Una cámara que lo revela todo

La propuesta política y estética del festival no se queda en estas dos secciones. Eso se revela cuando vemos que sus premios principales –la competición internacional (Three Sisters de Wang Bing) y la competición nacional (Terra de Ninguém de Salomé Lamas)– son también dos propuestas que procuran revelar territorios y memorias escondidas de la historia pasada y contemporánea de un país.

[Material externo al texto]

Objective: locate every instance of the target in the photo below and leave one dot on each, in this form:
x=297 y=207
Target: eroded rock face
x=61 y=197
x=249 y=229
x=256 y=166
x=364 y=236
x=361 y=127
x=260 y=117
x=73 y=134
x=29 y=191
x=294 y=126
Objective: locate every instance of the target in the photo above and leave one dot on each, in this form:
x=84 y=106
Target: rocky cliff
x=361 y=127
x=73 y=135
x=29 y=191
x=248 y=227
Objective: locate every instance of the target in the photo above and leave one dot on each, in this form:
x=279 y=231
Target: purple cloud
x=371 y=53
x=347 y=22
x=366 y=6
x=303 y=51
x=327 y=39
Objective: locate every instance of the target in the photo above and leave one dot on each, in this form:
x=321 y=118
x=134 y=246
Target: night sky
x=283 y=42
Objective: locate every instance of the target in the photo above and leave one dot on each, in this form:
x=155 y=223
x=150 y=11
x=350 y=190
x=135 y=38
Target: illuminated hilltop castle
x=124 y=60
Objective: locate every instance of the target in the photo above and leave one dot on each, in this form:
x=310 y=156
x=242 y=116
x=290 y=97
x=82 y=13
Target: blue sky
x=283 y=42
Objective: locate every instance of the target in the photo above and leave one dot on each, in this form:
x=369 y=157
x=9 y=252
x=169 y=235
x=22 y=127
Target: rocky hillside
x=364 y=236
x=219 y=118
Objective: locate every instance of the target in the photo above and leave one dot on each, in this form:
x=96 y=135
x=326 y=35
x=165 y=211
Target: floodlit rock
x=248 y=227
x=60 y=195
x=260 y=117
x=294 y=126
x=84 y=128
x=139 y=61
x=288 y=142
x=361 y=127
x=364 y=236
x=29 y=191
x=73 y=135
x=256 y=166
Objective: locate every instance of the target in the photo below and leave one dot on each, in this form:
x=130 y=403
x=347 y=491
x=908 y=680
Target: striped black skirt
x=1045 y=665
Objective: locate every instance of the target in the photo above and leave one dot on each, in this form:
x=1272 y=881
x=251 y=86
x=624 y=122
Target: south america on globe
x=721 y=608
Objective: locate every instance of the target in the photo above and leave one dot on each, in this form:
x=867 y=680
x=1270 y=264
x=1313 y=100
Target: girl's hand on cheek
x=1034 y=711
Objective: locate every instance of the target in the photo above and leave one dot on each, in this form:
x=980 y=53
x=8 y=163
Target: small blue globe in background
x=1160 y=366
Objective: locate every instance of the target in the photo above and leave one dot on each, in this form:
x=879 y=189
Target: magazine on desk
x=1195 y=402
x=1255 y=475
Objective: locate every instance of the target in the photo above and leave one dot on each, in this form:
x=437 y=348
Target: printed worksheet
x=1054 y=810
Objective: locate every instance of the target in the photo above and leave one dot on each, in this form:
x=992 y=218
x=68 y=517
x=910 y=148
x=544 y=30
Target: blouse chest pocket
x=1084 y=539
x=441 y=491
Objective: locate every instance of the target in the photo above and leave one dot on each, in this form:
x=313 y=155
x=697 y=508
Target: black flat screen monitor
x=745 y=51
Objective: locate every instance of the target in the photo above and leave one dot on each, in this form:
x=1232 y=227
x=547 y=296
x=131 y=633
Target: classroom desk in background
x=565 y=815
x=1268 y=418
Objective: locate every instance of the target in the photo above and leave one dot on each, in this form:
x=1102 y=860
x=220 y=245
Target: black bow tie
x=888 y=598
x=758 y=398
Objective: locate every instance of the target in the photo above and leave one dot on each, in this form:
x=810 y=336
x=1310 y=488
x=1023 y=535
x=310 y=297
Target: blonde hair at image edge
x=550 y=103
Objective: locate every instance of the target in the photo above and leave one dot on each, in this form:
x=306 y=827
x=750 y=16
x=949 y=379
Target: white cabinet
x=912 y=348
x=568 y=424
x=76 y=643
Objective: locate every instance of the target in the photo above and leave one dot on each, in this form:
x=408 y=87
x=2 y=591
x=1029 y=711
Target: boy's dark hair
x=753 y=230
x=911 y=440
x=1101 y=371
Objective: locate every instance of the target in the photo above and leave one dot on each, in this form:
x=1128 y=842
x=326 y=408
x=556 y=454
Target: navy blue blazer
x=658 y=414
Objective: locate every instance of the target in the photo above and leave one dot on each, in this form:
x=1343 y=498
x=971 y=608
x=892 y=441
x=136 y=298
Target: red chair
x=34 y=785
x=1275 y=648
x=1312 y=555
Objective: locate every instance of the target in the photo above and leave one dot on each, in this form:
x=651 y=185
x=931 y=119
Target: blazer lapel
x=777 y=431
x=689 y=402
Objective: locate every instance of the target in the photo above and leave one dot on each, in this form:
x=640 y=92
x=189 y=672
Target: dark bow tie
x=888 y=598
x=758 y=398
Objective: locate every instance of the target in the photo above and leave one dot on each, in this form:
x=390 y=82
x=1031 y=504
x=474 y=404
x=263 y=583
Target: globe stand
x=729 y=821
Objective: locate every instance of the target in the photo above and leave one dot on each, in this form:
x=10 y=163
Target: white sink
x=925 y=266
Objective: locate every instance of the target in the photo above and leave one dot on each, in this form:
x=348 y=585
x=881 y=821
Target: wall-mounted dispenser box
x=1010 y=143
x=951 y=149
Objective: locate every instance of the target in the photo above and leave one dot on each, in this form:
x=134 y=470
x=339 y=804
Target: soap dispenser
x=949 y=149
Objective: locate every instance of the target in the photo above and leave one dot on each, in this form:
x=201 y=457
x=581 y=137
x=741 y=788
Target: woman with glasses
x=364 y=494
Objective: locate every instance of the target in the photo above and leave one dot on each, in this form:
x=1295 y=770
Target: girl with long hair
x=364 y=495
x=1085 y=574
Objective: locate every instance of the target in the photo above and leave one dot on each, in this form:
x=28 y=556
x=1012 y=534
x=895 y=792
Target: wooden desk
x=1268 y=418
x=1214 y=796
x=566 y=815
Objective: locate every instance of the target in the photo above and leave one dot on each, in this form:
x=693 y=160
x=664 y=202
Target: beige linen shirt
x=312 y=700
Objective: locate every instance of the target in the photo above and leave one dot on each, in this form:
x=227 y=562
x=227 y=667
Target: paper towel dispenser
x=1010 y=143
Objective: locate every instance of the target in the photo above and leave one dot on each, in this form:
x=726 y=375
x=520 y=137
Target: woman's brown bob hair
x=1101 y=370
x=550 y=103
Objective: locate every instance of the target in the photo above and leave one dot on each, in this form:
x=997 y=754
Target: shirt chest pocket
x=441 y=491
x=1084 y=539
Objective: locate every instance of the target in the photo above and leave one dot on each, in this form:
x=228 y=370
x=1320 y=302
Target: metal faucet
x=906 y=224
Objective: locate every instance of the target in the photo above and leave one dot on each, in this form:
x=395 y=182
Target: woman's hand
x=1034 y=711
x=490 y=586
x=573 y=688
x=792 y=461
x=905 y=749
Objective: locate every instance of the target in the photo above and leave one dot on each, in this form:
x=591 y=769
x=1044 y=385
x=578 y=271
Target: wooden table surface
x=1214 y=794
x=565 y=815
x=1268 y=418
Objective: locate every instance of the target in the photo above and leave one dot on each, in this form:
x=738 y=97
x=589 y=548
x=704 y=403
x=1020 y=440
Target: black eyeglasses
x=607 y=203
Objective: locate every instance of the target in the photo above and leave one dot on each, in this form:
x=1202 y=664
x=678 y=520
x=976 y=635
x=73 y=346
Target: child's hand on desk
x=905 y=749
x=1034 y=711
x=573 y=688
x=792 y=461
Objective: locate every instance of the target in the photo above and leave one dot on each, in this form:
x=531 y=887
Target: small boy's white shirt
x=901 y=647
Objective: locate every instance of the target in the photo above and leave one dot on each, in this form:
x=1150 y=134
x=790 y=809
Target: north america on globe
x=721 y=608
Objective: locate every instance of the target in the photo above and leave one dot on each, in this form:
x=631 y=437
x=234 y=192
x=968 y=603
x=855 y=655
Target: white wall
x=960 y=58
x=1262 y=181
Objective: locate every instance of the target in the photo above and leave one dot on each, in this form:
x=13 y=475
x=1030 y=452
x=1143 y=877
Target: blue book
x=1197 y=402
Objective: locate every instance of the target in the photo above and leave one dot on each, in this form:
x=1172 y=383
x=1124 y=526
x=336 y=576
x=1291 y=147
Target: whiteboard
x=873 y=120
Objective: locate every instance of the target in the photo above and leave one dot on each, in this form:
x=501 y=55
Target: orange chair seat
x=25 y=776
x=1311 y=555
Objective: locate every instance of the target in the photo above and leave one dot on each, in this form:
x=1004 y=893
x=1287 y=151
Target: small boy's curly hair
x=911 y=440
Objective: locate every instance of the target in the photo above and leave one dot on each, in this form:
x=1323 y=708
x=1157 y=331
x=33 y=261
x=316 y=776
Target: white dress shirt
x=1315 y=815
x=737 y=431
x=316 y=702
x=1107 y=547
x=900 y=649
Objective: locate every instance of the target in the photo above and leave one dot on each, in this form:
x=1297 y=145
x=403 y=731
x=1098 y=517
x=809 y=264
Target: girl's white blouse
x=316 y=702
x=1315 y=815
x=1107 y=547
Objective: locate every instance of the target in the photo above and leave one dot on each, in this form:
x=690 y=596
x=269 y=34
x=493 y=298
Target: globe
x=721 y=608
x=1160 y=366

Es la película portuguesa la que ha recibido la mayor cantidad de premios en esta edición, la más política de Doclisboa; entre ellos, mejor largo portugués y mejor ópera prima. Salomé Lamas siempre ha trabajado en el formato del corto, experimentado con propuestas que se sitúan entre varias formas artísticas, pero su primer largo es un objeto documental sólido y fortísimo. En Terra de Ninguém, Salomé filma la vida de un ex mercenario portugués que revela los secretos políticos de algunos estados europeos (asesinatos y conspiraciones, hechos por él mismo, Paulo). La directora portuguesa no cae en la facilidad de crear una obra panfletaria – toma la memoria de este hombre, ahora muerto (y después de vivir sus últimos años en la calle), y deja al espectador viajar en su propio camino por historias mantenidas en secreto. Hacer nuestro camino por Doclisboa 2012 nos parece un poco lo mismo. Seguramente que no saldremos de él con la misma consciencia.